Architecture
Overview
SiliconDev is a desktop application with two processes:
Electron Main Process
|
+-- Renderer (React app, Vite, TailwindCSS)
| |
| +-- HTTP requests to localhost:8000
|
+-- Backend (FastAPI, spawned as subprocess)
|
+-- MLX engine (model loading, inference, fine-tuning)
+-- Services (RAG, agents, NanoCore/terminal, conversations, notes, MCP, sandbox)
+-- File storage (~/.silicon-studio/)The frontend communicates with the backend exclusively via REST API over localhost. The backend binds to port 8000 by default; if that port is busy it scans 8001–8099 and signals the chosen port to Electron via stdout (SILICON_PORT=<port>). The frontend resolves API_BASE dynamically at startup from this signal. Electron IPC is used only for native OS features (file dialogs, window controls, auth token retrieval).
Frontend
| Layer | Technology | Location |
|---|---|---|
| Shell | Electron 35 | src/main/main.ts |
| UI | React 19, TypeScript | src/renderer/src/ |
| Build | Vite | src/renderer/vite.config.ts |
| Styling | TailwindCSS | src/renderer/src/index.css |
| State | React Context | src/renderer/src/context/ |
| API Client | Fetch wrapper | src/renderer/src/api/client.ts |
State Management
Three context providers wrap the app:
- GlobalStateProvider — backend status, system stats, active model, training state. Polls every 5 seconds.

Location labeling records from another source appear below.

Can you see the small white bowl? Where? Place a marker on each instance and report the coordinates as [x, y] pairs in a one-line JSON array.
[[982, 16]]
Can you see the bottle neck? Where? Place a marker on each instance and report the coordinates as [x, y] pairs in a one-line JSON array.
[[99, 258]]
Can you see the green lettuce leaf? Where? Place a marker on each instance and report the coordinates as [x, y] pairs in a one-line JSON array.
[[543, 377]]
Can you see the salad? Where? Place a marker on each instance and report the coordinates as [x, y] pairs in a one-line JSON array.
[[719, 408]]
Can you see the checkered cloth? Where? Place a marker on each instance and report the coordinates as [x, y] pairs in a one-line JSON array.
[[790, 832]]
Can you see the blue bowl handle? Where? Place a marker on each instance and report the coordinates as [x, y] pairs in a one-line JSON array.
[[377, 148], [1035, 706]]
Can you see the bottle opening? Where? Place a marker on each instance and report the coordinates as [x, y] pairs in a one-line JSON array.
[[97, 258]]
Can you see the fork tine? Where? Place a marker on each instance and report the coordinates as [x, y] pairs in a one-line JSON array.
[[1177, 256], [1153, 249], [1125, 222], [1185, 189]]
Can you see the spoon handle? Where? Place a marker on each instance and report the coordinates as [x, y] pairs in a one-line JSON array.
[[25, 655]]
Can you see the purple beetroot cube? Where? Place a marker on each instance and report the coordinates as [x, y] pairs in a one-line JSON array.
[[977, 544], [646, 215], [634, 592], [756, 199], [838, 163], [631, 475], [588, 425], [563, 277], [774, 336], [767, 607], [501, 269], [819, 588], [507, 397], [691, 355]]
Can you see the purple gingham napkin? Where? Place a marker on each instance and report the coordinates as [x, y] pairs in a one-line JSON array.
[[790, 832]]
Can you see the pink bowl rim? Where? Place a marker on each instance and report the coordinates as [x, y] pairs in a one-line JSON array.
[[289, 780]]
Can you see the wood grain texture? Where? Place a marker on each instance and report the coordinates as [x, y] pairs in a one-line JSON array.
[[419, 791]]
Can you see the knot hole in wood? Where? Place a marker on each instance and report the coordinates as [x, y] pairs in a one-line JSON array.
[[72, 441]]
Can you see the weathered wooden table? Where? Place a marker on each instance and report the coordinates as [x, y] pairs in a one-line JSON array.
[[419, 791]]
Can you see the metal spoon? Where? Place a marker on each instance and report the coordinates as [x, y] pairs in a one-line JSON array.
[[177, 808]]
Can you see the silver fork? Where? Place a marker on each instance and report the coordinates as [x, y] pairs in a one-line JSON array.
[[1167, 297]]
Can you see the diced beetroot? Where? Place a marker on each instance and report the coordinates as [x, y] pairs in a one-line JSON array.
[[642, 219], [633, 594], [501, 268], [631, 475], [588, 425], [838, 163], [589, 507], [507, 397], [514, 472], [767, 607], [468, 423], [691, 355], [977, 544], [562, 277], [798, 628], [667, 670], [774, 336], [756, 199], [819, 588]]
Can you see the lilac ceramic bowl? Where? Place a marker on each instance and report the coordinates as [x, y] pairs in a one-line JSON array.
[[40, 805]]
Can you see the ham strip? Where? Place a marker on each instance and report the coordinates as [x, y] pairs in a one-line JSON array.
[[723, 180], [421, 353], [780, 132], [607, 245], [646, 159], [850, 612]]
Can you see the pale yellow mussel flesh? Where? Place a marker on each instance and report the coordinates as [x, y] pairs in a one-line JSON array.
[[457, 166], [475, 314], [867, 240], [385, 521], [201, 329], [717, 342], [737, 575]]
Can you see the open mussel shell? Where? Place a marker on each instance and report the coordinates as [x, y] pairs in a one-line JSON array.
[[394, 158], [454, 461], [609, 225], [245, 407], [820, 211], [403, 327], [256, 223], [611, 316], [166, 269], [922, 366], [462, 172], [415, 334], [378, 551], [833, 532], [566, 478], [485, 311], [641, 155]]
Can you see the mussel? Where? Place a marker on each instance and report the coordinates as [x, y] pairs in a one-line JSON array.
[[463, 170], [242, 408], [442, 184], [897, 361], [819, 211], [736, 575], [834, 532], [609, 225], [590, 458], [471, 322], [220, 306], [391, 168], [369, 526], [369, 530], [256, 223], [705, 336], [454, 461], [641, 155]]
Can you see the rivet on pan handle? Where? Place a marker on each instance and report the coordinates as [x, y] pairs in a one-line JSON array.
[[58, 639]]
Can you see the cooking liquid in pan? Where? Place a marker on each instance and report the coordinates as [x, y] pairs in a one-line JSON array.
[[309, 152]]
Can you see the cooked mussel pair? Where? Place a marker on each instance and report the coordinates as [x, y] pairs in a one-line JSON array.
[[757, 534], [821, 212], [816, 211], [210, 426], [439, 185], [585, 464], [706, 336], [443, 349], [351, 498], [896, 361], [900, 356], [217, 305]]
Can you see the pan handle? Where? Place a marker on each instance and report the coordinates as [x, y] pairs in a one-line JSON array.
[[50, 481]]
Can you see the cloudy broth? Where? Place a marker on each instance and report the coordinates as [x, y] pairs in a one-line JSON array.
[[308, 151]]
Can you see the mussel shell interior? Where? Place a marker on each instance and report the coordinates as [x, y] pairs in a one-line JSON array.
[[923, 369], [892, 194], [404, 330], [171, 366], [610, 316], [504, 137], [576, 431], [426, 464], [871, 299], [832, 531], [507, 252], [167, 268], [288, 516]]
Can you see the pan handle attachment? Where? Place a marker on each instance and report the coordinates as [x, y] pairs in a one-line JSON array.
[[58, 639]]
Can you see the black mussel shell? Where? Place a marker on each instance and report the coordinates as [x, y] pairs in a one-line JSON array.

- ConversationProvider — conversation list, active selection, search, CRUD operations.
- NotesProvider — note list, active selection, CRUD operations.
Component Layout
App.tsx
+-- TopBar (model switcher, system stats)
+-- Left Sidebar (navigation, conversation/note lists)
+-- Content Area (renders active tab component)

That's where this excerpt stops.